München: Das ist der Stand beim Kohle-Ausstieg bis 2022

Wahlurne, Foto: Michael Nagy / Presseamt München
Foto: Michael Nagy / Presseamt München

60,2 Prozent stimmten bei Entscheid für Kohle-Ausstieg bis 2022

2017 haben die Münchner für eine vorgezogene Abschaltung des Steinkohlekraftwerks im Norden der Stadt gestimmt. Das ist der aktuelle Stand.

Bei einem Bürgerentscheid im Oktober 2017 hat die Mehrheit der teilnehmenden Münchner für einen Kohleausstieg 2022 gestimmt. Die Wahlbeteiligung lag bei 17,8 Prozent. Somit soll der Block 2 des Kraftwerks bereits Ende 2022 vom Netz gehen - und nicht wie von den Stadtwerken (SWM) geplant erst 2027 oder 2029.


Münchens Oberbürgermeister Dieter Reiter (SPD) erklärte nach dem Bürgerentscheid: "Auch wenn das Zustimmungsquorum nur knapp erreicht wurde, hat sich eine eindeutige Mehrheit der Abstimmenden dafür ausgesprochen, dass der Kohleblock des Heizkraftwerks Nord bereits Ende 2022 stillgelegt werden soll. Ich werde deshalb die Stadtwerke beauftragen, einen entsprechenden Antrag bei der zuständigen Bundesnetzagentur zu stellen, bei der dann die Zuständigkeit für das weitere Verfahren liegt."

SWM: Bis 2025 "so viel Ökostrom, wie ganz München verbraucht"

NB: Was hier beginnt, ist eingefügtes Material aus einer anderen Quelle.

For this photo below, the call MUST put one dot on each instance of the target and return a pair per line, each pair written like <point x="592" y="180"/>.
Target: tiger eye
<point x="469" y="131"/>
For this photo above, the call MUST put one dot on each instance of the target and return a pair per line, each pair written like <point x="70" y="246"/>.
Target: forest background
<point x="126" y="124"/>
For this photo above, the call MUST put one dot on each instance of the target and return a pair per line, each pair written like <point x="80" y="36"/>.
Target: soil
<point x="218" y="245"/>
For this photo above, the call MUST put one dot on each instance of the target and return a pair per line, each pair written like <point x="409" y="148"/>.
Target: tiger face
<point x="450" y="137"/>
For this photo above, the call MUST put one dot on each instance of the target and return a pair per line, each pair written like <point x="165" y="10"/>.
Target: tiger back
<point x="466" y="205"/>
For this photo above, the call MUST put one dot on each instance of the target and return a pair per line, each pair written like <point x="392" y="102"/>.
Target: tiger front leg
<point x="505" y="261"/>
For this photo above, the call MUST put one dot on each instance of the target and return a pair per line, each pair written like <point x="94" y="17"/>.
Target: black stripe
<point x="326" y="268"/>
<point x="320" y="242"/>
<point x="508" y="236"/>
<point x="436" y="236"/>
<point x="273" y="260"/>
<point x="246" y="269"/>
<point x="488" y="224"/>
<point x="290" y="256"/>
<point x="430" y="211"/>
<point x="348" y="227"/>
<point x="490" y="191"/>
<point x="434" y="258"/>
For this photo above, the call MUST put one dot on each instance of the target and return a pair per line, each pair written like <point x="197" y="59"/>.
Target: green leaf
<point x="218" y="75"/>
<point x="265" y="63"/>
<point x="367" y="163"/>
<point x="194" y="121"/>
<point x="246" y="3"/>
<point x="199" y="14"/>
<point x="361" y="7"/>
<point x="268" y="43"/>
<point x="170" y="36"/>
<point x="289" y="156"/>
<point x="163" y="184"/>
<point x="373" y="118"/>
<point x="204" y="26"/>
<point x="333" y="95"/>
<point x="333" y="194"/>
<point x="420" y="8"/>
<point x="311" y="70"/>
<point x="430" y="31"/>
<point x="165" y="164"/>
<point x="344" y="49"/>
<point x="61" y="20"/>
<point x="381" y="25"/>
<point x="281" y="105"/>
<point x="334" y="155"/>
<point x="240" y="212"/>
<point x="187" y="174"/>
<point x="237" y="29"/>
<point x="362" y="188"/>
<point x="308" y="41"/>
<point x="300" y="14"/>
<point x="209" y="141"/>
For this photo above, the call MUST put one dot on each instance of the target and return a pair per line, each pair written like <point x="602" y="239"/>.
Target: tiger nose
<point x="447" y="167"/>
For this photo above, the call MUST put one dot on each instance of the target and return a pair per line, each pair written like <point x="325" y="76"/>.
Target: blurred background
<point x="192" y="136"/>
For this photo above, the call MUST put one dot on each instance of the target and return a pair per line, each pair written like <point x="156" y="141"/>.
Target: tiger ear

Dr. Florian Bieberbach, Vorsitzender der SWM Geschäftsführung, äußerte sich wie folgt: "Die Wählerinnen und Wähler haben sich für die vorzeitige Abschaltung des Kohleblocks im HKW Nord zum 31. Dezember 2022 entschieden. Auch wenn wir unser Konzept für ökologisch und ökonomisch besser halten, erkennen wir das Votum selbstverständlich an. Wir werden unsere ehrgeizigen Ziele zur Gestaltung der Energiewende weiter verfolgen: Bis 2025 wollen wir so viel Ökostrom erzeugen, wie ganz München verbraucht. Und bis 2040 wollen wir die gesamte Münchner Fernwärme aus regenerativen Quellen, vorwiegend Geothermie, decken."

Als Ersatz für den Kohleblock im Heizkraftwerk Nord haben die SWM verschiedene Ersatzmöglichkeiten für den Block 2 untersucht. Dabei amen sie zum Ergebnis, dass eine neue gasgetriebene Kraft-Wärme-Kopplungsanlage (GuD 3) die ökologische zukunftsfähige Alternative sei. Nur damit könne gleichzeitig Strom und Wärme in gesicherter und effizienter Weise erzeugt werden. Sobald die GuD 3 in Betrieb geht, könne der Block 2 stillgelegt und rückgebaut werden.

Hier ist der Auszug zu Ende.